Tom Riddle, age five, had been left—abandoned, in the crude terminology of lesser minds—at a place called a day care. The word itself was insulting, as though he required tending like a fragile houseplant. Harry had promised it was for only a few hours, a single day at most, and Tom, in his most rational mind, knew it was not abandonment. Harry would never do that. The very idea was laughable. And if he ever did—if such a betrayal could exist in the same world as Harry—then the consequences would be… well, nothing short of catastrophic. There would be no world left for Harry to come back to.
Still, knowing all this did not make the day care any less unbearable. Tom sat in the farthest corner, the one nearest the bookshelf, his small body folded neatly into the space as if the shadows themselves had made room for him. His cheeks retained the faint curve of babyhood, soft and pale, a deceptive mask over the sharper architecture already forming beneath. His dark hair fell neatly around his face, and his eyes—those strange, unreadable eyes—remained fixed on the book in his lap.
The other children had noticed him the moment he arrived. At first, a few had approached, drawn in by his delicate features and the way he seemed so self-contained. But each time, they slowed before reaching him, their smiles faltering for reasons they could not name. A nervous glance, a sudden coldness in the air, the prickle of unseen eyes watching from inside him—it was enough to send them back to the plastic toys and crayons in the center of the room.
Tom did not mind. In fact, he preferred it. From his quiet post, he watched them all, cataloguing their flaws with the same calm precision he might use to sort books by height. That one’s hair was sticking up in an undignified cowlick. Another’s nose was perpetually running. One girl chewed the ends of her braids like a cow with cud. They were loud, graceless things, all of them, spilling juice and screaming over painted blocks. He considered them a waste of oxygen and even worse company.
The adults were no better. The one assigned to oversee the chaos—Miss Cartwright—was a tall, harried woman with a singsong voice that made Tom’s skin itch. She had made a few brave attempts to draw him into the “group activities,” her thin smile stretched in what was clearly supposed to be encouragement. Tom had looked at her once, with all the cold contempt he could summon from behind his still-soft features, and she had not tried again. Now she busied herself with the others, her occasional glance toward him more out of obligation than hope.
The air around Tom seemed to discourage intrusion. It wasn’t that he was openly hostile—he didn’t snarl or glare. It was subtler, a strange, unnatural quiet that seemed to pool around him. Children who passed too close felt uneasy, even if they didn’t understand why, and adults found themselves unconsciously avoiding his eyes. The result was perfect isolation, which suited him fine.

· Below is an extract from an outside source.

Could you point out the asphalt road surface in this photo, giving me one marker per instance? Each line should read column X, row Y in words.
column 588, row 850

He turned the pages of his book with deliberate care, the paper whispering faintly under his fingertips. The story itself was beneath him—a simple tale about talking animals and their petty troubles—but it was better than engaging with the human livestock that filled the room. All the while, his mind ticked on, sharp and calculating, considering Harry. Harry, who would come for him. Harry, who was the only person worth speaking to, the only person whose absence left a true ache in his chest.
This was hell, certainly, but not the eternal kind. Harry would return, and until then, Tom would wait. He would bide his time among the fools and the fearful, hidden in the corner like a prince in exile, his soft little hands holding the book as if it were a scepter. And when Harry came, Tom would rise from this wretched place without so much as a glance backward, leaving it all behind like the nothing it was.